06. Perbedaan

2.1K 72 2
                                    

Elora pergi berganti baju di kamar mandi perempuan yang sepi. Meletakkan kedua tangan pada sisi wastafel, pantulan dirinya di cermin masih menggambarkan kekesalan akibat ulah Ari.

Apa-apaan cowok itu? Berani-beraninya dia mencium Elora begitu saja.

Mengingat itu membuat Elora segera menyalakan keran air dan mencuci bibirnya kasar. Ia ingin menghilangkan jejak dari bibir cowok brengsek itu.

"Arghh! Kenapa harus Ari sih? Kenapa gak Rei aja yang nyium gue? Tck." decak Elora menggerutu sebal.

Setelahnya gadis itu berbalik masuk ke dalam salah satu bilik toilet untuk berganti pakaian. 5 menit kemudian Elora keluar dari dalam dengan dogi yang sudah tak lagi melekat ditubuhnya. Kini gadis itu sudah berganti dengan sweater hitam crop dengan jeans warna senada pula. Rambut kecoklatannya yang bergelombang indah hasil dari rutin ke salon itu ia rapihkan didepan cermin. Tidak lupa Elora memoles liptin ke bibirnya yang ranum itu.

"Perfect. Pokoknya gue harus selalu kelihatan cantik di depan Rei." ujarnya menyemangati dirinya. Namun lengkungan indah dibibirnya langsung surut sesaat lagi-lagi teringat soal nasib bibirnya yang sudah ternodai.

Elora menyentuh bibirnya sendiri.

"Gak papa ya sayang, anggap tadi itu gak pernah terjadi. Gue janji, lain kali cuma Reinder seorang yang bisa nyentuh Lo. Kalo sama dia mah, terserah deh mau diapain juga. Bahkan kalo dia minta buat... Ekhem." sadar ini di tempat umum, meskipun tidak ada siapa-siapa Elora menghentikan ucapannya barusan yang mulai mengarah ke yang plus-plus.

Sadar tempat Elora. Batinya memperingati gadis itu.
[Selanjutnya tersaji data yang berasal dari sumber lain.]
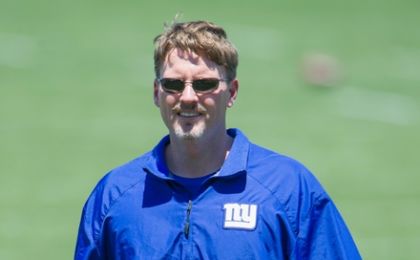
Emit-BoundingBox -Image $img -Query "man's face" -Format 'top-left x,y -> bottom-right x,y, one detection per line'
154,49 -> 238,139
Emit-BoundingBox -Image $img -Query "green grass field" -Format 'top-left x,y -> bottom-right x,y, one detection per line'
0,0 -> 420,259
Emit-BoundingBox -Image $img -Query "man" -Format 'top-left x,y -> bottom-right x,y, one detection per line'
75,21 -> 360,259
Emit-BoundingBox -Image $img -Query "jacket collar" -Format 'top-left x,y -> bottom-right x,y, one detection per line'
144,128 -> 250,180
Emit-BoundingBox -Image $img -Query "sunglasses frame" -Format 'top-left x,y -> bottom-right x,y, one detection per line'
157,78 -> 228,94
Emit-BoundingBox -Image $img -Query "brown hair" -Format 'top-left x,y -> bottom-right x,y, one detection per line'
154,21 -> 238,81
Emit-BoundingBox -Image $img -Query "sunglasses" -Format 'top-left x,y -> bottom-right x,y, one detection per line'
158,78 -> 226,93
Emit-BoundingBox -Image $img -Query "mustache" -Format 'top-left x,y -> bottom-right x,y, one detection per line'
172,103 -> 207,113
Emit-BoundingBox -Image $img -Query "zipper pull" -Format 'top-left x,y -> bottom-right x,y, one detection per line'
184,200 -> 192,239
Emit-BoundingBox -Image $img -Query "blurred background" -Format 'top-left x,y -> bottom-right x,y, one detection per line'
0,0 -> 420,259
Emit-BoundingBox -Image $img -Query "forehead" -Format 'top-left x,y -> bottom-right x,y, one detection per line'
162,49 -> 223,77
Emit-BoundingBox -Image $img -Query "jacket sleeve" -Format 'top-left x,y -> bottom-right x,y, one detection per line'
74,185 -> 104,260
292,194 -> 361,260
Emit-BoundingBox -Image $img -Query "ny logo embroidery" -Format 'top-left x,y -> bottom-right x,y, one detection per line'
223,203 -> 257,230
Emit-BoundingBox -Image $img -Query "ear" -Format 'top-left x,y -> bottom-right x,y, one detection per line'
153,79 -> 159,107
227,79 -> 239,107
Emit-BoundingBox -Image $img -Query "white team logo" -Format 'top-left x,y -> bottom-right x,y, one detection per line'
223,203 -> 257,230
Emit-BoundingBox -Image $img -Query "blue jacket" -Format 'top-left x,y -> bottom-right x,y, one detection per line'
75,129 -> 361,259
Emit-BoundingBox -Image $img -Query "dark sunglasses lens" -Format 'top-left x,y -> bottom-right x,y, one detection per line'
160,79 -> 184,92
193,79 -> 219,91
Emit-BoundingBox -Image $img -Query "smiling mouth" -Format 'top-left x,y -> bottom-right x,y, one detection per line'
177,112 -> 202,118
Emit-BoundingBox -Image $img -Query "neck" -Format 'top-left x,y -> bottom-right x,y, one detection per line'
165,131 -> 233,178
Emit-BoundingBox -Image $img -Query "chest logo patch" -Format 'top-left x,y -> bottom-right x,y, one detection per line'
223,203 -> 257,230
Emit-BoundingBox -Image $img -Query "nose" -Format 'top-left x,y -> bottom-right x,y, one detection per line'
180,82 -> 198,104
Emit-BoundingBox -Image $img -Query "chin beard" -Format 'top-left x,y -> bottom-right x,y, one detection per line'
174,125 -> 204,141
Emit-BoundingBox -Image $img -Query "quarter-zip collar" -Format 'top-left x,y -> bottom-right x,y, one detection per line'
144,128 -> 249,180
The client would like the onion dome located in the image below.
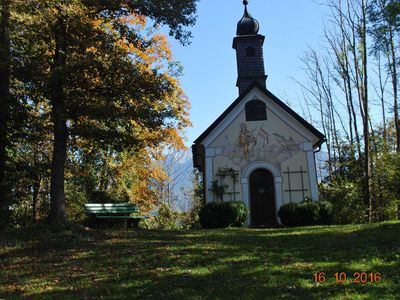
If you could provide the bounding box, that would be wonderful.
[236,0,260,35]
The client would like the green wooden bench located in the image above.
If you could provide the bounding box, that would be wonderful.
[85,203,145,227]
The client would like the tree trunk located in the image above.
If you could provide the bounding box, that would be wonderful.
[361,0,372,222]
[0,0,11,228]
[48,17,68,226]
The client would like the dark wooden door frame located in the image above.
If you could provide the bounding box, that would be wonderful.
[249,168,277,227]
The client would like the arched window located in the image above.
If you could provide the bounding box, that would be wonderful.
[246,47,256,56]
[245,100,267,121]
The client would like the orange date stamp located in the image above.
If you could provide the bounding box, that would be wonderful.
[313,272,382,284]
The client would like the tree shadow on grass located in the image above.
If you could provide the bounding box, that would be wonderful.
[0,223,400,299]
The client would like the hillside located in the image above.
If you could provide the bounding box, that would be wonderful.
[0,222,400,299]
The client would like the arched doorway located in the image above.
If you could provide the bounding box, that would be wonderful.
[249,169,277,227]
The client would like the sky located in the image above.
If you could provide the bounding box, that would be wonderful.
[166,0,328,146]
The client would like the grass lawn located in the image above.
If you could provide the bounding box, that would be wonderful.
[0,222,400,299]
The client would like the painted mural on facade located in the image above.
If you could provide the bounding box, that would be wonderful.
[222,123,301,167]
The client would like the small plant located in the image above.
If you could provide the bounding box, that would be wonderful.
[278,198,333,227]
[209,180,228,201]
[199,201,248,228]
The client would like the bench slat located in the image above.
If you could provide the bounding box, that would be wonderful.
[96,216,145,220]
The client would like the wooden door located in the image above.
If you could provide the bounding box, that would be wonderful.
[250,169,277,227]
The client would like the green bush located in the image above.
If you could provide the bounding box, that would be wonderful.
[139,203,184,230]
[199,201,248,228]
[278,198,332,227]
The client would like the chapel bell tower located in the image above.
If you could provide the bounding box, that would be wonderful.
[232,0,267,95]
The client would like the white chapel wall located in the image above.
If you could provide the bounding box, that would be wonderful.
[208,91,311,203]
Lantas saja ia mencangklek Tote bag coklat miliknya ke sebelah pundak lalu melenggang pergi dari water closet.

•••

Di lain sisi, Reinder yang tampak keluar dari area kampus hendak pergi ke arah parkiran. Cowok itu udah bersiap untuk pulang.

"Anin." panggilnya pada sosok wanita yang hari ini mengenakan pashmina moka tersebut. Reinder merajut langkah mendekat. "Baru pulang juga?" tanya Reinder yang diangguki oleh Anin.

"Iya Rei. Aku solat magrib dulu tadi abis latihan saman. Kamu ikut Ekskul juga?" Reinder mengangguk. "Ekskul apa?"

"Karate." Anin membeliakkan matanya.

"Waw. Jago berantem dong?"

"Bela diri." ucap Reinder meralat. Anin tersenyum malu dibuatnya.

"Eh, iya. Maksud aku itu. Maaf." Reinder mengangguk pelan.

"Lagi nunggu driver lagi?"

"Iya. Ini baru mau pesen."

"Bareng gue aja." tawar Reinder. Anin jelas tidak enak dibuatnya.

"Uhm, gak usah deh Rei. Kali ini driver nya cepet kok. Gak mau ngerepotin kamu juga. Gak enak akunya."

"Ck. Gak enak mulu. Udah gak papa. Lagi pula Lo ikut atau engga, bensin mobil gue berkurangnya tetap sama. Lebih baik bawa orang kan? Biar gue dapet pahala." Reinder mencoba membujuk gadis itu. Cowok itu membuka pintu mobil dan menatap Anin. "Masuk." Titahnya yang mau tak mau dituruti Anin. Sebetulnya ia segan terus-terusan ikut dengan laki-laki itu. Ia takut merepotkan. Tapi karena sudah sampai dibukakan pintu, Anin tak kuasa untuk menolak. Ia takut menyinggung Reinder.

Sesaat gadis itu sudah duduk di dalam mobil, Reinder menutup pintu dan cowok itu memutari kap mobilnya untuk kemudian ikut masuk juga dibalik kemudi. Menyalakan mesin mobil, Reinder pun melajukan BMW hitamnya bergabung dengan kendaraan lain di jalanan yang ramai.